Initially, with LASR (previous generation of the SAS In-Memory engine), in order to use SASHDAT format you had to follow strict co-location rules between the SAS In-memory cluster and the Hadoop cluster components:

The SAS In-Memory root node had to be located on the same machine as the Hadoop Name node,
And each SAS worker node and Hadoop Data nodes had to co-exist on the same machine.

This model was also often called “symmetric deployment”.

Of course this “strictly co-located or symmetric” topology remains available with CAS and is probably the most efficient from a performance perspective as HDFS blocks are directly transferred from memory to disk (and vice-versa), locally on each node without having to travel across network.

However, to address various use cases and specific customer requests, these requirements were relaxed for CAS in SAS Viya platform (3.1). It was already possible to work with SASHDAT files in HDFS even if you were not using a strictly co-located:

The CAS Controller node could be located outside of the Hadoop cluster
The list of CAS worker machines could be a subset of the Hadoop workers.

With the latest SAS Viya version (3.2), you can completely “disjoin” the CAS and Hadoop clusters and continue to use the SASHDAT on HDFS file format to store/load efficiently your CAS tables to/from a remote HDFS cluster. There is no need to license any Data connector or Connect Accelerator, as CAS will rely on the SAS Plug-ins for Hadoop® which are included with the software.

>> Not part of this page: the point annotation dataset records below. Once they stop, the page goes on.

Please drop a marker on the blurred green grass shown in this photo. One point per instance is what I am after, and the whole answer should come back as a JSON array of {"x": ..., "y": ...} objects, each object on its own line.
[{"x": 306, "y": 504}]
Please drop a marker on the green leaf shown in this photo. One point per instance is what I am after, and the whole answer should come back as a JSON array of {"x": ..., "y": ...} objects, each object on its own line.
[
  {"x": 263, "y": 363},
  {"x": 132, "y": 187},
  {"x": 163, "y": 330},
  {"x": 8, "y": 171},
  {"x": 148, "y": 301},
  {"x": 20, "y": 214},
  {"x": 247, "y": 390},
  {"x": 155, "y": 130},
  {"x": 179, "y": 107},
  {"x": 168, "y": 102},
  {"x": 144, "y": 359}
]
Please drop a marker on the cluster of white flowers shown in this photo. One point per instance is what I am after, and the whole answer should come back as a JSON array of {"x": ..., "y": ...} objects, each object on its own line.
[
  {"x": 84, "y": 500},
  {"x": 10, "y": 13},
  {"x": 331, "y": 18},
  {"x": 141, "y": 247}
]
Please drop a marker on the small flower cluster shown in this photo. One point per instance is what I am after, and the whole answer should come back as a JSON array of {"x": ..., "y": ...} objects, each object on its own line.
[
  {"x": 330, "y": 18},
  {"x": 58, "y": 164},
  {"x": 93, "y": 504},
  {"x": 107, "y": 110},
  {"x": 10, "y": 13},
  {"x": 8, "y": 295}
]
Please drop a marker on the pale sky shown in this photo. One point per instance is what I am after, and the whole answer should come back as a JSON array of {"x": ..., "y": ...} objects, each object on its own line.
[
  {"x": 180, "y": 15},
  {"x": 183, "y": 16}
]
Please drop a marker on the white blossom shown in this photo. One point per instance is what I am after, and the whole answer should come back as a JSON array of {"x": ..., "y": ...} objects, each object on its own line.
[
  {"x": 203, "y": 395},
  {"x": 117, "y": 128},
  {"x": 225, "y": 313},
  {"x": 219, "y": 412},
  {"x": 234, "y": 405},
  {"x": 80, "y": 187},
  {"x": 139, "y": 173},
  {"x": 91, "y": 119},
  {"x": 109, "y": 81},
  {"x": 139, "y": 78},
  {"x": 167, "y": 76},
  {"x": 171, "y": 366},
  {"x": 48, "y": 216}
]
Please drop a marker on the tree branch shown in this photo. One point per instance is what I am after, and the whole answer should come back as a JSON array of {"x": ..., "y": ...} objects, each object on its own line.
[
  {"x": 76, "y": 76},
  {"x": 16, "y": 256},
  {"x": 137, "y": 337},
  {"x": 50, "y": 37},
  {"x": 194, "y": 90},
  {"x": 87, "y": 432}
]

This scenario is supported with the following Hadoop versions:

Cloudera CDH 5.8 and later releases
Hortonworks HDP 2.5 and later releases
MapR 5.1 and later releases
Apache Hadoop 0.23, 2.4.0, and 2.7.1 and later versions

The key requirements are:

Installation and configuration of the SAS Plug-ins for Hadoop® on each node of the remote Hadoop cluster.
The OS user ID of the CAS session process which execute LoadTable or Save (to/from an HDFS caslib), must have password-less SSH from each CAS Node to each Hadoop node.

Whereas the first requirement is nicely documented in the deployment guide (Appendix E: Hadoop Deployment: Configuring CAS SASHDAT Access to HDFS), I thought it could be useful to explain a little bit more about this "Password-less SSH" requirement.

Password-less SSH requirements

As we are not in a co-located deployment model, our CAS Workers will have to talk, across the network, with our Hadoop Data nodes. The communication channel used for that is SSH. This kind of connection requires an authentication, username/password authentication is generally the default.

As we need seamless communications we cannot afford to be prompted for each counterpart connection. To avoid that we have to ensure that each SSH connection from any CAS nodes can be done "password-less" to any Hadoop node for our CAS users.

The first thing to ensure is that the CAS user account(s) exist in both CAS and Hadoop clusters. Typically the 2 clusters are connected to the same LDAP. Otherwise if you are using local accounts, you might have to create your CAS users in the Hadoop cluster.

Then for the password-less SSH mechanism, it can be achieved:

either with RSA public keys authentication (generating and distributing source machines account’s public keys to target machines and adding them in authorized keys)
or, for Secure mode Hadoop, through GSSAPI with Kerberos.

Test it

Ok, so, whatever the password-less mechanism is, we need to ensure that we can "ssh" from any CAS node to any Hadoop node. For example, imagine our CAS nodes machines are sascas01, sascas02, sascas03 and sascas04, and the Hadoop machines are sashdp01, sashdp02, sashdp03 and sashsp04, then the little script below can be used to ensure that all communications are working without asking any password:

for c in sascas0{1..4}; do ssh -q -o StrictHostKeyChecking=no $c " echo '--From:'; hostname echo '--Password-less SSH as ' \`whoami\` 'to:' ; for h in sashdp0{1..4} ; do ssh -q -o StrictHostKeyChecking=no \$h 'echo \`hostname\` ' ;done"; done

For which account?

If the script prints a report with all the “From/To” combinations without prompting any password then the test is successful...for the user account that you used to run it.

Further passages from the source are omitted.